There’s something satisfying about hearing Tyler Perry, as mad scientist Baxter Stockman, say the words, “Eliminate those turtles,” but it’s not quite novel enough to bring Teenage Mutant Ninja Turtles: Out of the Shadows up to street level and out of the sewers.

Early on, giant squidlike brain Krang (Brad Garrett) seizes Shredder (Brian Tee) in a robot fist and demands that the NYC ninja/terrorist bring him through a wormhole to wreak havoc on humans. Krang lists off Shredder’s scavenger-hunt to-do list like an episode of Where in the World Is Carmen San Diego? — “Find the three pieces of the teleportation device in these locations and you can destroy the Earth, gumshoes!” With such a quickly discernible plot, the Turtles movie caters to the little ones, but there’s also adult fare here in the form of throwback ’90s culture, with “Rump Shaker” now a dull children’s party anthem.

And then there’s Megan Fox, whose April O’Neil shows signs, in her first scenes, of developing into an actual character (she kind of comes off like Working Girl–era Melanie Griffith, which, yes, is weird). But then April immediately uses her sexuality to hack a scientist’s computer and changes into a naughty schoolgirl costume while parading through a mall of some sort. Is it part of the four-quadrant family-film strategy that fathers with young children feel invited to whistle at the screen every time Fox gives her signature lips-slightly-apart resting face? Having been a reporter named April, I can guarantee you that there are far more sweatpants and wine stains in that life than the movie depicts. I’ll give it a pass on account of reality not mattering, but you have to wonder what the movie could have been if April O’Neil were an ambitious, sporty reporter who maybe didn’t wear high heels to a fight.

One of the most original elements of the new string of TMNT movies is that the motion-capture technology has given actors who aren’t A-list a shot at leading a studio tentpole. The Turtles — played by Noel Fisher (Michelangelo), Jeremy Howard (Donatello), Pete Ploszek (Leonardo) and Alan Ritchson (Raphael) — are not household names. They are, however, great voices. It’s kind of a shame that the other actors aren’t just dynamic voices back in a cartoon world, because the human elements become a letdown and the special effects feel like they’ve already been done before.

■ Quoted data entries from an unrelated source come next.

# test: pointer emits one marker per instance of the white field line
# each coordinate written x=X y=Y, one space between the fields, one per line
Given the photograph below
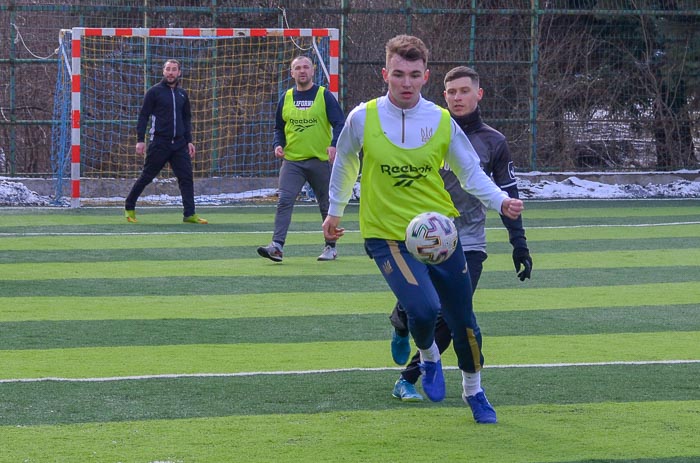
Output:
x=268 y=232
x=332 y=370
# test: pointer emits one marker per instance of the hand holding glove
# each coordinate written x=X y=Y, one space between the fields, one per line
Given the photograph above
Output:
x=521 y=258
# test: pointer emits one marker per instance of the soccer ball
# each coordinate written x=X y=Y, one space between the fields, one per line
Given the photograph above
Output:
x=431 y=237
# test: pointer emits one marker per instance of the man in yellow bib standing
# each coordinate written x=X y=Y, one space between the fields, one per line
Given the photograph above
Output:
x=307 y=125
x=405 y=140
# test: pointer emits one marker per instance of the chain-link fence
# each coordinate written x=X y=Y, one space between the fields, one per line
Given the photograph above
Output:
x=574 y=84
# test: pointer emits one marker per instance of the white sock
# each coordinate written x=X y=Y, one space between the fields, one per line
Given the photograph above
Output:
x=471 y=382
x=430 y=355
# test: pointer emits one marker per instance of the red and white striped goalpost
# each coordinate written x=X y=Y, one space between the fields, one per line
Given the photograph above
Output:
x=79 y=32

At times, the slightly akimbo Dutch angles on cops and bad guys and masked crusaders too closely suggests Gotham City, as if Christopher Nolan and Tim Burton of old teamed up for a film. The landscape, the camera movements, the color palette, all of it’s vaguely familiar. Director Dave Green seems specifically chosen for his ability to imitate, not innovate. It’s a wildly privileged stance to say that artistically rendered special effects and the greatest 3-D technology in existence just aren’t thrilling enough, but this is what studio filmmaking has come to: staid stories and a whole lot of sound and fury. To some extent this works — the children in the theater with me squealed at every gravity-defying pizza. But will any of them remember anything that happened? Probably not.